韩遇白走到梳妆台前,梳妆台的桌面上摆着许多护肤品和化妆品,不是宋怡买给她的,都是他一件一件给她挑的,他只是想将他养得更娇美些。
他将那残损的戒指盒打开,里面是一对婚戒,是她那日在ifs商场珠宝店选的。
主卧的房门被敲响了几声,老王推开门走了进来,“少爷?您的邮政快递到了。”老王走到韩遇白身侧,将那封装了东西的信纸袋摆在梳妆台上。
许是他冲了太久的冷水,老王走到他身旁都觉得有些冷,为此,老王好心提醒了一句,“虽然是九月初,天气还有些热,但是也不能洗冷水澡,很大可能性会感冒。”
男人没说话,只是垂眸盯着自己手里的戒指盒。
老王的视线在韩遇白侧脸上停留了一会儿,不知是不是他的错觉,他总觉得此刻的韩遇白好陌生。他也算是从小看着韩遇白长大的,就算是与安然刚结婚那会儿有矛盾,但他平日里还是比较温和。

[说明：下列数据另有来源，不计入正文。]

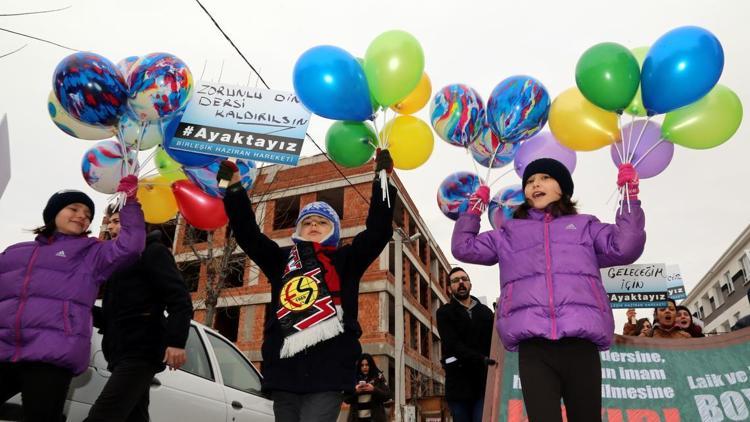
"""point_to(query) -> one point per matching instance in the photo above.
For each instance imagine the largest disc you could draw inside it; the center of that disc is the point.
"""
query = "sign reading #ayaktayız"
(243, 122)
(636, 286)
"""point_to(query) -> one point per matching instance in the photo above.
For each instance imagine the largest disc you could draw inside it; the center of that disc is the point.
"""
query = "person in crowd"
(465, 327)
(138, 339)
(47, 289)
(309, 352)
(553, 308)
(665, 323)
(685, 322)
(366, 403)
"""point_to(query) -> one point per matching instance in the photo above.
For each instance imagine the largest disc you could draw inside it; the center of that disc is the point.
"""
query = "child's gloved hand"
(627, 175)
(227, 171)
(479, 200)
(129, 185)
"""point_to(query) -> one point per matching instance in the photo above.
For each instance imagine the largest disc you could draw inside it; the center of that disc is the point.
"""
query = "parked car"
(217, 383)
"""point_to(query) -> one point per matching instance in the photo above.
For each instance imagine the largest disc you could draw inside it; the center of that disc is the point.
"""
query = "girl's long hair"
(563, 206)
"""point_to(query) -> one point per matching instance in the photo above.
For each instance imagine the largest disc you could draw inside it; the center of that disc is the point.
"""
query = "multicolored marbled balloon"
(159, 84)
(126, 64)
(66, 123)
(488, 144)
(205, 177)
(90, 88)
(456, 114)
(518, 108)
(454, 192)
(104, 165)
(504, 204)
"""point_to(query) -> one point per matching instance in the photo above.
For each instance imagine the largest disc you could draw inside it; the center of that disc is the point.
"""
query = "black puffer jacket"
(465, 345)
(328, 365)
(132, 315)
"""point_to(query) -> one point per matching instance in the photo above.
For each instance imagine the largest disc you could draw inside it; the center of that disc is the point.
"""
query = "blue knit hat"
(324, 210)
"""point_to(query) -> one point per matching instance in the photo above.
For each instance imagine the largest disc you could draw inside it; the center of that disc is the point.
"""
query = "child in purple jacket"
(553, 308)
(47, 289)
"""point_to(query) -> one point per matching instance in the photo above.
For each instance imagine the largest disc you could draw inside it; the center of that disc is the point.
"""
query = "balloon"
(681, 67)
(331, 83)
(635, 108)
(159, 85)
(504, 204)
(74, 127)
(488, 145)
(167, 167)
(394, 63)
(157, 200)
(608, 75)
(416, 99)
(580, 125)
(186, 158)
(202, 211)
(457, 114)
(409, 140)
(518, 108)
(351, 144)
(126, 64)
(453, 193)
(104, 164)
(90, 88)
(129, 131)
(205, 177)
(543, 145)
(648, 158)
(707, 123)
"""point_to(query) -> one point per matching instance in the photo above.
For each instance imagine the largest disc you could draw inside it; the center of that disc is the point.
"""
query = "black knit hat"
(62, 199)
(554, 169)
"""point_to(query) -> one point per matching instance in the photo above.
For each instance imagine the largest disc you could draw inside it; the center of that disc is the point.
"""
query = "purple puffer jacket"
(549, 271)
(48, 286)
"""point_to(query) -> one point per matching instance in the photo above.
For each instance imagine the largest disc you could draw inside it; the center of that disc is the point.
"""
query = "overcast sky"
(694, 210)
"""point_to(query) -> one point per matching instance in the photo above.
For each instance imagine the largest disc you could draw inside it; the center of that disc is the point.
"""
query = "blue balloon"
(518, 108)
(681, 67)
(187, 159)
(331, 83)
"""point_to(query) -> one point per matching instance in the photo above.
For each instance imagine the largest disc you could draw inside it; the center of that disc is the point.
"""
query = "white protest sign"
(636, 286)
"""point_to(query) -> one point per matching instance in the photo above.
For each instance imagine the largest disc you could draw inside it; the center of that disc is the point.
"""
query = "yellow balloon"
(580, 125)
(416, 99)
(157, 200)
(409, 140)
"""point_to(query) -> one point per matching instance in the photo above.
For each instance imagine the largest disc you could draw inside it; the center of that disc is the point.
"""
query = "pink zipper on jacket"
(548, 259)
(22, 302)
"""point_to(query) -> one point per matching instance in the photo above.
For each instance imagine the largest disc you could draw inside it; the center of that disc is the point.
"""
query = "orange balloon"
(416, 99)
(580, 125)
(157, 200)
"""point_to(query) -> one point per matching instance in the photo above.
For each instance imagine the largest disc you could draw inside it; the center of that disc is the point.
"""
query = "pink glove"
(479, 200)
(628, 176)
(129, 185)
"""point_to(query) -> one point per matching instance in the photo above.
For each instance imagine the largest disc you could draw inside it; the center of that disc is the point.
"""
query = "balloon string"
(648, 152)
(638, 141)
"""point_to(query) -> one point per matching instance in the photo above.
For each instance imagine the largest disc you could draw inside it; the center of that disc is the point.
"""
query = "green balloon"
(394, 63)
(706, 123)
(635, 108)
(608, 75)
(351, 144)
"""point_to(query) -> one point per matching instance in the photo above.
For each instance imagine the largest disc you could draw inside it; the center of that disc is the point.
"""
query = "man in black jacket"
(138, 339)
(311, 337)
(465, 327)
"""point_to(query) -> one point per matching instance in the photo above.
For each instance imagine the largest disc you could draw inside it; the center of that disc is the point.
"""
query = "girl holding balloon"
(47, 289)
(553, 308)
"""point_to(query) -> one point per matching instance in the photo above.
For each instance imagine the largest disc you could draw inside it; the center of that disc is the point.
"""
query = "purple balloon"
(543, 145)
(649, 160)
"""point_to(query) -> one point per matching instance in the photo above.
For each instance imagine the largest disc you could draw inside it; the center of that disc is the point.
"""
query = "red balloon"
(199, 209)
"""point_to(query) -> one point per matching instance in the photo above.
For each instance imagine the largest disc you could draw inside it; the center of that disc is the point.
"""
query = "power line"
(268, 87)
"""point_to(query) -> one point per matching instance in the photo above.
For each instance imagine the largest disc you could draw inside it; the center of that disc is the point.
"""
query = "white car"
(218, 383)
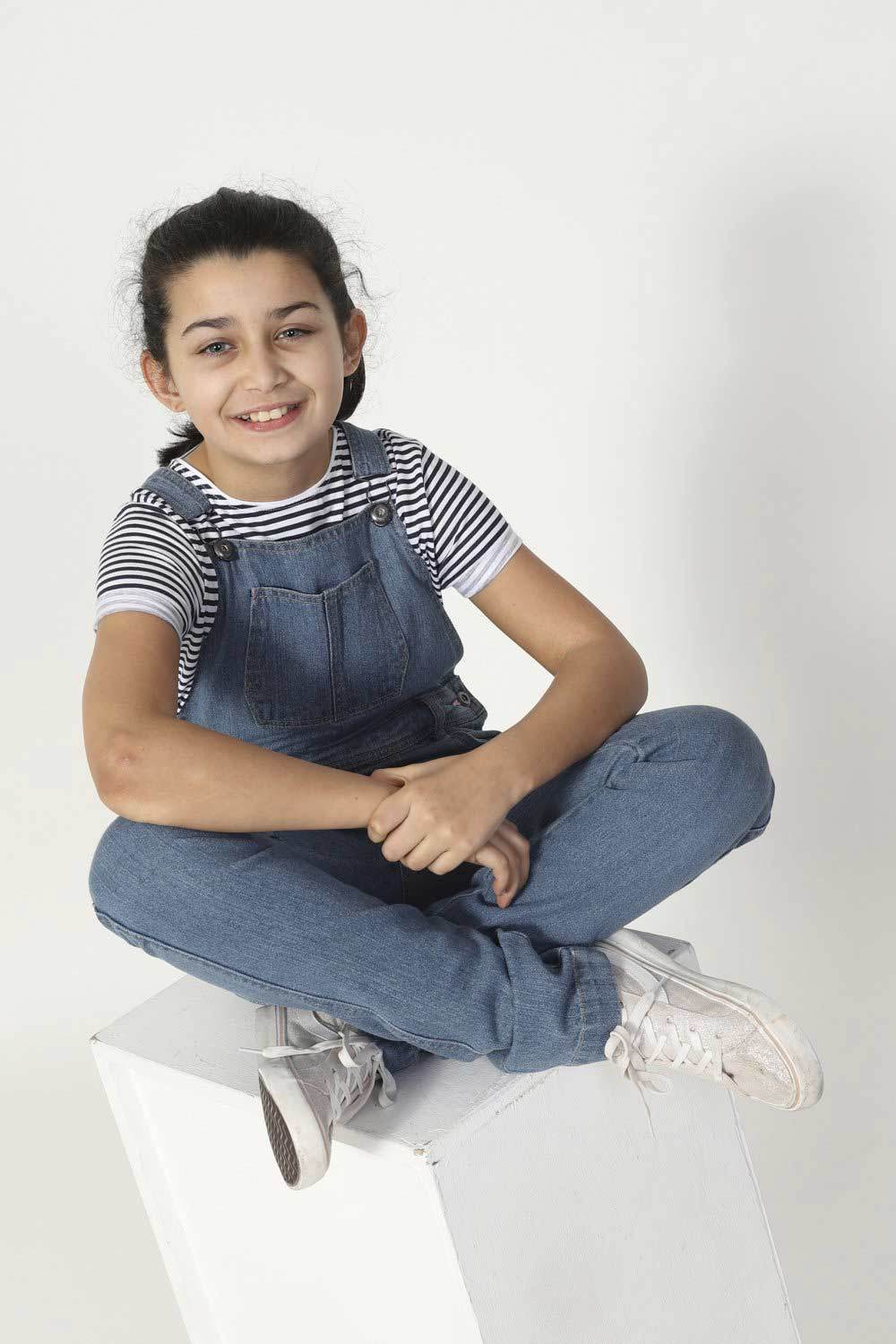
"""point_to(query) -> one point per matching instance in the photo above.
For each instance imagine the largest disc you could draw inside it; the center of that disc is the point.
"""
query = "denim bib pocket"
(323, 658)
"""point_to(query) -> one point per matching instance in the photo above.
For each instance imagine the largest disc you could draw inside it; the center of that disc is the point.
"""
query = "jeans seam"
(290, 989)
(581, 995)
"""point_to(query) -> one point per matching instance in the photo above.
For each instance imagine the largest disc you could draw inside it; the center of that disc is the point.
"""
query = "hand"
(450, 811)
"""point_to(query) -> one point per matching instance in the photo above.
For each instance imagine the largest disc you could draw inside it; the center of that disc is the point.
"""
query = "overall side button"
(222, 550)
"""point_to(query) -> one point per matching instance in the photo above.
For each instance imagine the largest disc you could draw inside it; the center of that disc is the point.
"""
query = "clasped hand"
(450, 811)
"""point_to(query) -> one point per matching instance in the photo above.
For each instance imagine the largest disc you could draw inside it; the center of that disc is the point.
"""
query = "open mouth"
(266, 426)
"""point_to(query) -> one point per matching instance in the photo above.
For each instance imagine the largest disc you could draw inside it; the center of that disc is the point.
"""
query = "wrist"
(371, 793)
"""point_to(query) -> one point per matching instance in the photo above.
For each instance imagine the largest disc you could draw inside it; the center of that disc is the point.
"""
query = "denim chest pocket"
(322, 658)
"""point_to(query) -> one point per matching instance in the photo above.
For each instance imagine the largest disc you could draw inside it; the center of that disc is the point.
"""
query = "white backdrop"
(634, 273)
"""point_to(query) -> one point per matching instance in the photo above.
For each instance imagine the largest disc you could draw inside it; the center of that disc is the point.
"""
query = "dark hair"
(236, 223)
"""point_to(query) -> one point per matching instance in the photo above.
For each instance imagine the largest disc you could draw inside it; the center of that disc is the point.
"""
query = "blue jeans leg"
(322, 919)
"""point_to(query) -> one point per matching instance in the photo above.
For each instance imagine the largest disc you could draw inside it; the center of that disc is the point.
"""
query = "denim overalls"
(336, 648)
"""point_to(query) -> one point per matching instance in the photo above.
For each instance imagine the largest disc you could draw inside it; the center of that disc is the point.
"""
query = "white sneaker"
(316, 1072)
(676, 1018)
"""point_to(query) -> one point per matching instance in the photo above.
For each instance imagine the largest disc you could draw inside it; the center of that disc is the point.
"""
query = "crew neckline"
(290, 499)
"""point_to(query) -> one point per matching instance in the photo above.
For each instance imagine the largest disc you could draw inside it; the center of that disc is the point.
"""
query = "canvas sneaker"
(314, 1073)
(676, 1019)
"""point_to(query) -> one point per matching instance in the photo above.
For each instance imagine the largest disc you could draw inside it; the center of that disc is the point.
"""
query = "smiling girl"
(309, 809)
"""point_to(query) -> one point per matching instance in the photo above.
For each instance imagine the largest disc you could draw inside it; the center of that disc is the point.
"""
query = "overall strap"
(182, 495)
(368, 454)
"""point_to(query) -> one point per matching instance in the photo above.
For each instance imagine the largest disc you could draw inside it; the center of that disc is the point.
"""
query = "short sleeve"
(471, 539)
(150, 564)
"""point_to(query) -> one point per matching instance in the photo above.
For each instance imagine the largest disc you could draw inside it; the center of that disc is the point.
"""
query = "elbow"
(117, 777)
(640, 687)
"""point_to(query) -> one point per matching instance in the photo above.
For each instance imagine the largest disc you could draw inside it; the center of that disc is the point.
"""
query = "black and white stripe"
(153, 561)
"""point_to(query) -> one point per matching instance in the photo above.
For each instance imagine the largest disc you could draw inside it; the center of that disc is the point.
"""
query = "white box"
(482, 1206)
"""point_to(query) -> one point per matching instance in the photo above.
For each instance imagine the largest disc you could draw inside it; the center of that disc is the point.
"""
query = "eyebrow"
(231, 322)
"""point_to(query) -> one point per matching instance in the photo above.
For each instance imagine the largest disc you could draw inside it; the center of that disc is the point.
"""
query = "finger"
(520, 847)
(387, 814)
(427, 854)
(403, 840)
(503, 865)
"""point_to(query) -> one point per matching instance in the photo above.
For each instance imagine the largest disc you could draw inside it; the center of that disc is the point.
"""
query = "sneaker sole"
(782, 1031)
(297, 1140)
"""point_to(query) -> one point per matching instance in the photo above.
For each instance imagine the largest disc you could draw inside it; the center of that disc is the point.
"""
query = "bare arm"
(151, 766)
(179, 774)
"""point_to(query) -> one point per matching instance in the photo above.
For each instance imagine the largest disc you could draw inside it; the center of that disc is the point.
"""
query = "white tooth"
(266, 416)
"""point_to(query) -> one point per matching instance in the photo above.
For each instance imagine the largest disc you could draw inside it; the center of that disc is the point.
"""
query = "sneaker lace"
(634, 1043)
(341, 1086)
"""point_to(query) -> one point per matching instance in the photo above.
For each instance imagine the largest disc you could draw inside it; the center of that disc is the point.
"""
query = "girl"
(309, 809)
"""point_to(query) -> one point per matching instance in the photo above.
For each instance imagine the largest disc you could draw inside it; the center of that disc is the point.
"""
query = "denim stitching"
(578, 986)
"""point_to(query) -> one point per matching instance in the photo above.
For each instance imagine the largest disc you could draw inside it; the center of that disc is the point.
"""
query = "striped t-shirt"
(155, 561)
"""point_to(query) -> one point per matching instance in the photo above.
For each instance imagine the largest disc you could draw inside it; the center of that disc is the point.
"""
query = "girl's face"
(258, 352)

此时的他低着眸子看不清神情,站在他身旁却明显感觉到无形的压力,脸部线条微冷,看起来很不好接近。
老王:“少爷,少夫人回来了。”
听到这句话,男人才有了点反应。他掀开眼帘,侧目看了老王一眼,“她吃早饭了吗?”
抬起眸子,老王才算看清他的神情。往昔这双治愈的眼睛总是泛着温柔的光,如今却沉冷得很,提及到安然,才稍微缓和了点。
“少夫人在做早餐,您简单穿衣服就下楼去吃吧?”
老王看着他,关切道:“生意场上十有八九都是不如意的事,您白手起家走到现在咬碎了那么多难啃的东西,没什么是不能解决的。再不济还有少夫人,她虽然不懂商界的事,但也能替您分担。”
“王叔您先出去,我等会儿就下楼。”他收回视线,冷冷地说了一句。
“哎好。”
“算时间,她今天是生理期,让佣人煮点红糖水。”他又说,“我早起看到后院的玫瑰花都开了,您剪裁一些将花瓶里的玫瑰都换些新鲜的。”
“好的少爷。”老王应着,转身离开了主卧。
梳妆台上摆着的信封很显眼,韩遇白走上前拿了起来,寄件人是私密,却能将信件寄到京城三大寸土寸金的别墅区,还知道他的名字。